Penso que a paisagem que se vê ao longe, será da Margem Sul, ou seja do lado dos "belgas". Penso que esta parte da lagoa, ainda está distante da aberta... talvez entre o cais (inexistente na época - pelo menos o actual de cimento armado, que sempre conheci...) e o palacete do conde D'Almeida Araújo.

Aceitam-se pistas e deduções...

quarta-feira, julho 02, 2008

O Primeiro Pinheiro Chagas

Depois de visitar o blogue caldense, Águas Mornas, apeteceu-me ir à procura da história de um edifício curioso, que ocupava o mesmo espaço do Cine-Teatro Pinheiro Chagas, que visitei tantas vezes na infância, uns bons anos antes.


Acabei por descobrir que era mesmo uma outra sala de espectáculos, também com o nome de Pinheiro Chagas, inaugurada em Setembro de 1902...

A hoje, Praça 5 de Outubro (obrigado Rolando...), popularmente conhecida por Praça do Peixe, apesar de já não se vender pescado há uns anitos, era bem mais bonita, neste postal do começo do século vinte, que na actualidade...

Este postal foi editado em 1906 pela tipografia Dias & Paramos.

quinta-feira, junho 26, 2008

As Férias Grandes

Por esta altura já estava de férias, as famosas férias grandes, que se prolongavam até ao fim de Setembro...
Na infância, as férias eram repartidas pelo campo (a casa dos avós maternos em Salir de Matos), pela praia (muito Salir do Porto, alguma Foz do Arelho, pouco Baleal) e pelas ruas do bairro (com jogatanas de futebol intermináveis na rua detrás, da terra que nos pintava as pernas e a roupa de negro).
No começo da adolescência, a praia ganhava ao campo, e a Foz do Arelho, arrumava definitivamente as outras praias... lembro-me de quase abrirmos a época balnear e de a fecharmos em Setembro... muitas vezes com nevoeiro e frio, éramos os únicos "malucos" que não arredavam pé, e não passavam sem os banhos e as diversões dentro de água...
Os únicos seres que rivalizavam connosco, como "proprietários da praia", eram as gaivotas...
E foi assim, até crescermos um palmo e perdermos esta "boa vida"...

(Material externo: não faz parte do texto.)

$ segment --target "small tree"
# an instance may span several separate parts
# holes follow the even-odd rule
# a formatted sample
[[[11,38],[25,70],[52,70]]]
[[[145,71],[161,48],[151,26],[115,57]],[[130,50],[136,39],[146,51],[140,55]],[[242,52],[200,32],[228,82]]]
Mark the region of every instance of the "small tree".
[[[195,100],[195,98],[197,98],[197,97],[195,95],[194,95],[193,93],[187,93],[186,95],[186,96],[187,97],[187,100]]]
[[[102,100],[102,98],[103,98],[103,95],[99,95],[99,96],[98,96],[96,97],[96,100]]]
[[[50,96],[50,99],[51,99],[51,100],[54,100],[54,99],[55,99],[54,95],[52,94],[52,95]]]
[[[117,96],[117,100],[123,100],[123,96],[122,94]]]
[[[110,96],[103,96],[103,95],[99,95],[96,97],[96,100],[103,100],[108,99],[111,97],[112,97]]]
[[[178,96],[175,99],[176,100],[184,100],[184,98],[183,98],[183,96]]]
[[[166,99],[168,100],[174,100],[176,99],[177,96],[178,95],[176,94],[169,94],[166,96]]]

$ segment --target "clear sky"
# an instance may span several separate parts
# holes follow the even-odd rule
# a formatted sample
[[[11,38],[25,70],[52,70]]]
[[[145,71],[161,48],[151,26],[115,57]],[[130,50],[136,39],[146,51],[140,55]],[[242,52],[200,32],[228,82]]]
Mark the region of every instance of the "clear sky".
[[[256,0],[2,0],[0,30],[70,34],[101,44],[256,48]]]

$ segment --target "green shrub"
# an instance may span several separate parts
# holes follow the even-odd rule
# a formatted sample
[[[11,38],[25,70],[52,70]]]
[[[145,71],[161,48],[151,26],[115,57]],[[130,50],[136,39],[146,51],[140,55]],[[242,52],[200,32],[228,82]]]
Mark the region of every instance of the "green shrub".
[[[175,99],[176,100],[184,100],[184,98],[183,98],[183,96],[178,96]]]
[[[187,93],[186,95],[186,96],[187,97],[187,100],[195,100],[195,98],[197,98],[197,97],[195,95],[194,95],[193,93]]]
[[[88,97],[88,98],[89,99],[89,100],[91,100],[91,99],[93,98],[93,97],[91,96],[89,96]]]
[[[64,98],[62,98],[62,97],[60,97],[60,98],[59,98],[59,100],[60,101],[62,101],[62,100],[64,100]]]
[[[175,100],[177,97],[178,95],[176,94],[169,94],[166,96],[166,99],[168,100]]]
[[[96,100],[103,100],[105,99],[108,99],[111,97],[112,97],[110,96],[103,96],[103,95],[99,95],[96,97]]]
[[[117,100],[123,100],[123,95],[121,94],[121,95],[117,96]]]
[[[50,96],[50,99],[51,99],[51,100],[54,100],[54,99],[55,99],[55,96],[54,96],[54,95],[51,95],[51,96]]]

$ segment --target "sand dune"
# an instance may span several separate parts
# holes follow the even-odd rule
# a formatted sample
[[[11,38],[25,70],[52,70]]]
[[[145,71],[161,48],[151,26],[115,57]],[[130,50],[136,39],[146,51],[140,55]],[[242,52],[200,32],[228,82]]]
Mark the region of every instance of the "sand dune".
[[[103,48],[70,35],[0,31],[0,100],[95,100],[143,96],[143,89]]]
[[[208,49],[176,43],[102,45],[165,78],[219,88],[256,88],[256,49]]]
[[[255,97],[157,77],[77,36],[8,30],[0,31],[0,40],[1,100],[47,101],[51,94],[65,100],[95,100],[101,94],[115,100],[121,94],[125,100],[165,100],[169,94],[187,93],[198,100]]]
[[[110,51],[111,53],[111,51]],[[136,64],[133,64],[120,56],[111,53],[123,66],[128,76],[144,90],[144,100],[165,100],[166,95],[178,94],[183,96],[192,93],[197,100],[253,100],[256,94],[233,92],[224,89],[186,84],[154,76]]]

O óleo, "Gaivotas", é do setubalense, João Vaz.

sexta-feira, junho 20, 2008

O São João nas Caldas

Não sei porquê, mas o S. João sempre foi o Santo mais querido das Caldas da Rainha.
Aliás, penso que ainda se realiza a Feira de S. João, com as atracções do costume, embora com bastante menos povo...
Há quarenta anos esta feira era um mimo, ainda se achava graça ao circo, ao carrocel, aos carrinhos de choque, ao poço da morte, às farturas e até aos vendedores de "banha da cobra"...
Nesses tempos longínquos a feira realizava-se na Mata da Rainha, assim como a de 15 de Agosto. Era um nunca acabar de barracas de quinquilharias, de brinquedos, de roupas, de comes e bebes, e claro, a parte mágica, de diversões.
Provavelmente não era bem assim, mas estou a escrever por cima da memória da criança que olhava para tudo, quase rente ao chão, e por isso, tudo lhe parecia grandioso...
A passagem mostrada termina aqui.